El 28 de junio de 2019, la Unión Europea y Mercosur (Argentina, Brasil, Paraguay y Uruguay) llegaron a un acuerdo de principio para establecer un tratado comercial que sería a su vez parte de un Acuerdo de Asociación, más amplio, entre las dos partes. La Comisión Europea y los países miembros de Mercosur (el bloque tiene personalidad jurídica pero no autoridades supranacionales) decidieron publicar un sumario de las negociaciones, afirmando que comenzaría el proceso de revisión legal y la traducción a las otras 23 lenguas oficiales de la UE. Mientras tanto, el Servicio Europeo de Acción Exterior (SEAE) y representantes de Mercosur negociaban conjuntamente los otros dos pilares del acuerdo de asociación, cooperación y diálogo político, dando origen a un segundo borrador el 18 de junio de 2020. Este documento permanece confidencial debido a los inescrutables designios de la burocracia europea. Los dos documentos deben ser integrados en un único instrumento legal para su posterior firma y ratificación.
Han pasado cuatro años desde que, en la reunión del G20 de junio de 2019 en Osaka (Japón), representantes de ambas regiones presentaran el acuerdo como un hecho. Pero la realidad es que no hay acuerdo. ¿Qué pasó?
Una larga historia
El Acuerdo Marco de Cooperación Interregional, que todavía hoy estructura las relaciones entre la UE y Mercosur, se firmó en Madrid en 1995 y entró en vigor en 1999. Su objetivo era fortalecer las relaciones entre las partes y generar las condiciones para una asociación interregional. Esa es la función que el acuerdo hoy en debate vendría a cumplir, un cuarto de siglo después.
La iniciativa europea de abrir negociaciones interregionales con Mercosur fue una reacción estratégica a la Iniciativa para las Américas que, liderada por Estados Unidos, pretendía crear un área de libre comercio en todo el hemisferio occidental. La UE buscaba “a cualquier coste evitar un aumento de la influencia estadounidense en el continente”, según un informe de 1999 del Banco Interamericano de Desarrollo. La posición de Mercosur no era puramente pasiva, ya que los miembros aspiraban a utilizar en favor propio la competencia entre la UE y EEUU. En suma, las negociaciones birregionales eran parte de una competencia geoeconómica más amplia, que se desarrollaba en el ambiente geopolítico permisivo de la posguerra fría.
Las motivaciones europeas eran, sin embargo, más complejas. Ramón Torrent, director de Relaciones Económicas Internacionales en el servicio legal del Consejo de la UE, describió en 2013 una “estrategia by default”, producto de cuatro factores.3 Primero, las decisiones de Bruselas no se tomaban “sobre la base de consideraciones económicas sino geopolíticas”: el objetivo era alcanzar un acuerdo interregional que mostrase a la UE como pionera del regionalismo abierto en vez de fortaleza proteccionista.

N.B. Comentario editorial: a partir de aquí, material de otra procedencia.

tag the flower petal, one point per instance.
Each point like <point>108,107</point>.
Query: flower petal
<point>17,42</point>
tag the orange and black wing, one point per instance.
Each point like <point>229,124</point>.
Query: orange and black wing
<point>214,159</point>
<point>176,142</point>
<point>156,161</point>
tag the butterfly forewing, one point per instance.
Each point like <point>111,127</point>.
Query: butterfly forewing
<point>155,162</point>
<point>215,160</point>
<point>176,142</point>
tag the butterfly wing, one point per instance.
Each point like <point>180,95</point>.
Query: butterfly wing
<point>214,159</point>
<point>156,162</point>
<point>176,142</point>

Segundo, había razones burocráticas más allá de las geopolíticas, basadas en “los intereses políticos y corporativos de los comisionados y de los servicios que de ellos dependían”. Tercero, se pretendía legitimar la integración regional al requerir de Mercosur un upgrade de su tratado fundacional con el fin de exhibir a la UE como pionera en vez de excepción. Cuarto, la negociación fue tan asimétrica que, después de la firma en Bruselas, el acuerdo “pasó directamente a la firma de los gobiernos miembros de Mercosur sin siquiera molestarse en la formalidad de que lo aprobase el máximo organismo del bloque, el Consejo del Mercado Común”.

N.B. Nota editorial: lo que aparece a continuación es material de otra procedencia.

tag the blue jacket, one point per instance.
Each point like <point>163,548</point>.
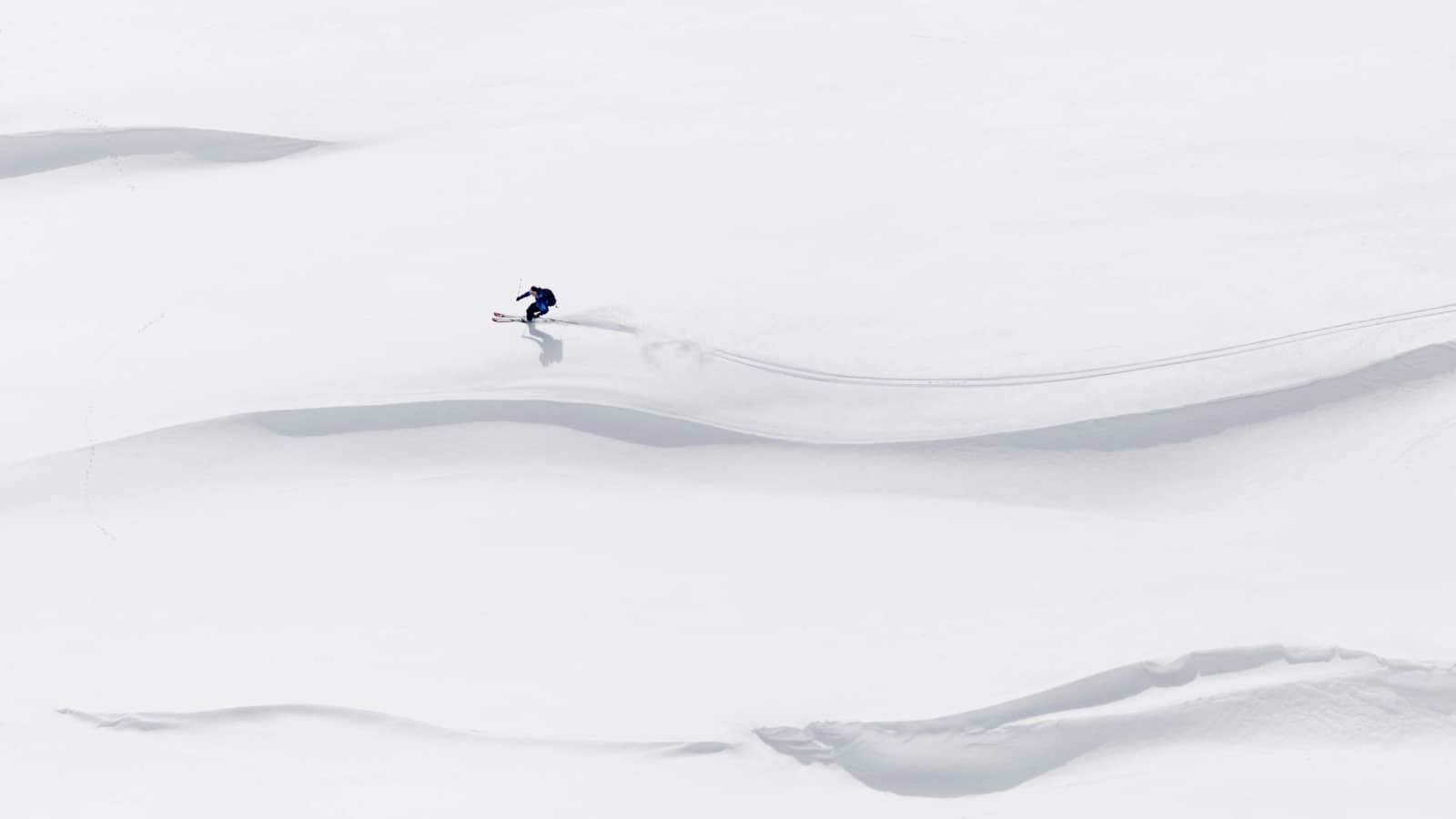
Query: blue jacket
<point>543,298</point>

En los 20 años transcurridos, la complejidad de la posición europea ha aumentado. Además de los cambios en el tablero global –entre ellos, la emergencia de China que empujó a Europa hacia la periferia– la creación del SEAE implicó la dualización de las negociaciones externas. Mientras este servicio se encarga de todo lo que no es comercial, la Dirección General de Comercio de la Comisión Europea, se encarga exclusivamente de los asuntos comerciales. El resultado es doblemente negativo: por un lado, los interlocutores de la UE se ven confrontados con un sistema esquizofrénico que no comprenden; por otro, la Unión enfrenta cada vez mayores dificultades para aprobar acuerdos que incluyan competencias no delegadas por los Estados miembros –como el negociado con Mercosur–.
En contraste con la UE, Mercosur permanece igual que hace 20 años: misma cantidad de miembros, mismo diseño institucional exclusivamente intergubernamental, mismo déficit de trasposición de la normativa regional a la legislación nacional, misma incapacidad para firmar tratados internacionales relevantes. La única diferencia es que China superó a la UE como su principal socio comercial.

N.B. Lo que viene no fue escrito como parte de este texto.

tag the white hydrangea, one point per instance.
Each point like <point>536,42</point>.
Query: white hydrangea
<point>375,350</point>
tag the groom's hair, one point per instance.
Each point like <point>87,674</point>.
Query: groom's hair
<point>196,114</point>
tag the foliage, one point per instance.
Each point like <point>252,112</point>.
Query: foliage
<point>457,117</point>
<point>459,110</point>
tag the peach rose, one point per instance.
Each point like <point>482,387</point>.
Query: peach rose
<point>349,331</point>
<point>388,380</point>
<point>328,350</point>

En el periodo que va de 2000, cuando se iniciaron las negociaciones, hasta 2019-2020, cuando se concretaron los acuerdos de principio, el proceso tuvo arranques y parones. Primero se bloqueó en 2004, cuando el intercambio de ofertas reveló una diferencia sustancial entre las partes. Entre 2010 y 2012 hubo un nuevo intento, pero después de 2016 se recuperó el impulso, en parte debido a la ascensión de gobiernos aperturistas en Argentina y Brasil.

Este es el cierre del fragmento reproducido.